We performed the cylinder test and the accelerating rotarod test because they can reveal the sensorimotor deficit caused by cortical and striatal injuries. To assess the hippocampal injury, the watermaze test is more compatible because it can assess cognitive and memory functions. In our preliminary study, our neonatal HIE model caused infarction mainly in the ipsilateral cortex, striatum, and, to a lesser degree, hippocampus. In previous studies, the cylinder test revealed a significant difference between the sham and neonatal stroke groups on the 24th postnatal day (25). Grow et al. (26) have reported that the cylinder test in P35 rat can detect sensorimotor deficits after HI.
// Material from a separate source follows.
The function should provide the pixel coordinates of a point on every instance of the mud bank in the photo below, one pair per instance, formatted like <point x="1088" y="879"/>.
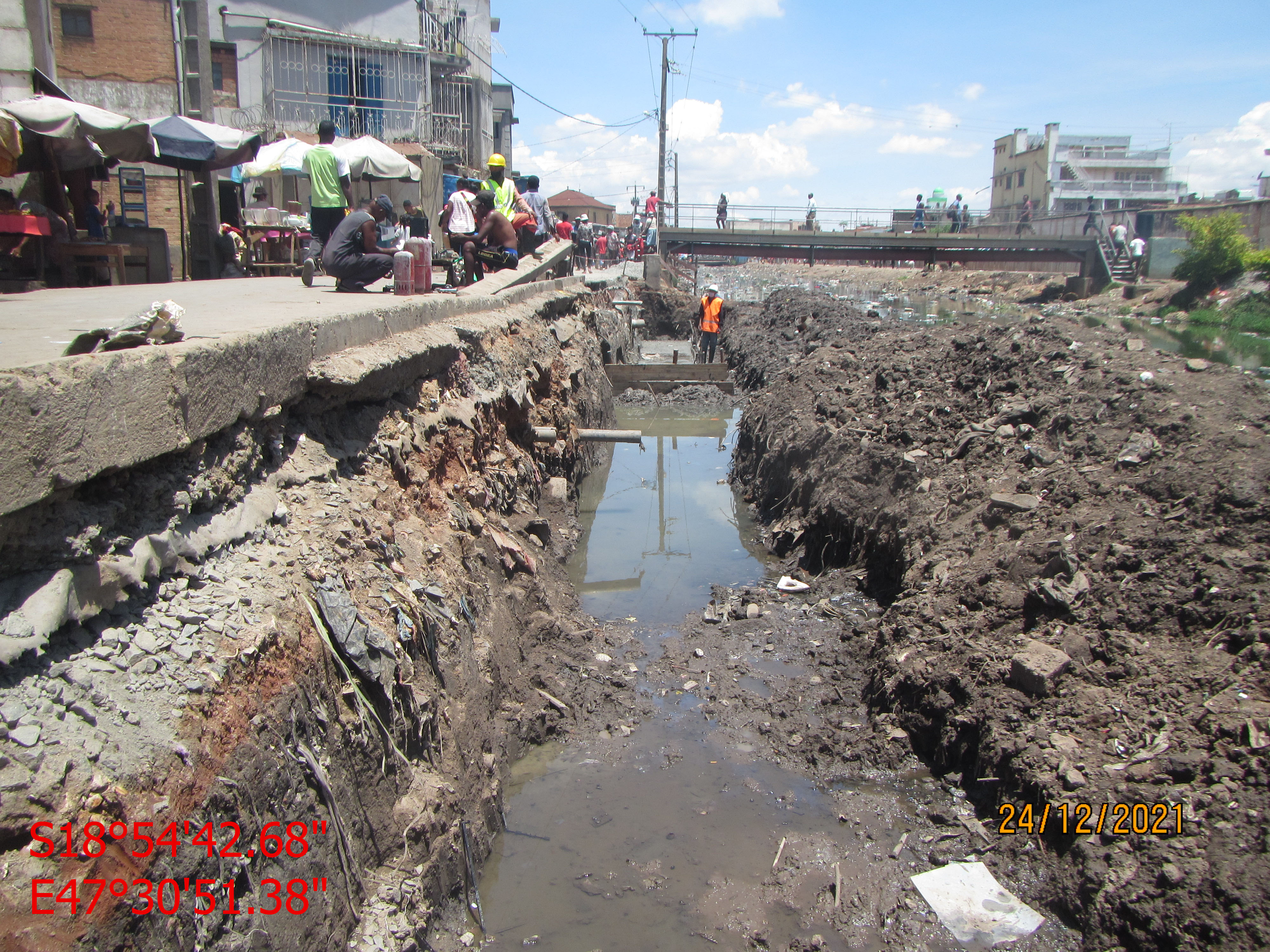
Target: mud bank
<point x="1066" y="530"/>
<point x="211" y="692"/>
In this study, we did not examine whether MSCs injected into the heart migrated into other organs such as the kidney, lung, spleen, liver, and heart. It is uncertain whether there may be any adverse reactions and possible tumor growth or tissue destruction because of MSC transplants. In an adult focal ischemic rat model, it was found that i.v. MSCs were detected in bone marrow up to 4% and in other organs up to 0.5%, most of which encircled vessels with a few cells located in parenchyma without any adverse reactions or tumor growth (7).

In our neonatal HIE model, MSCs were transplanted and transdifferentiated to astrocytes. Although MSC transplants could not maintain the brain volume, they could improve sensorimotor deficits in the earlier period after HI. The results of this study suggest that MSC transplantation can be a new therapeutic modality for neonatal HIE, but further investigations are needed for clinical trials.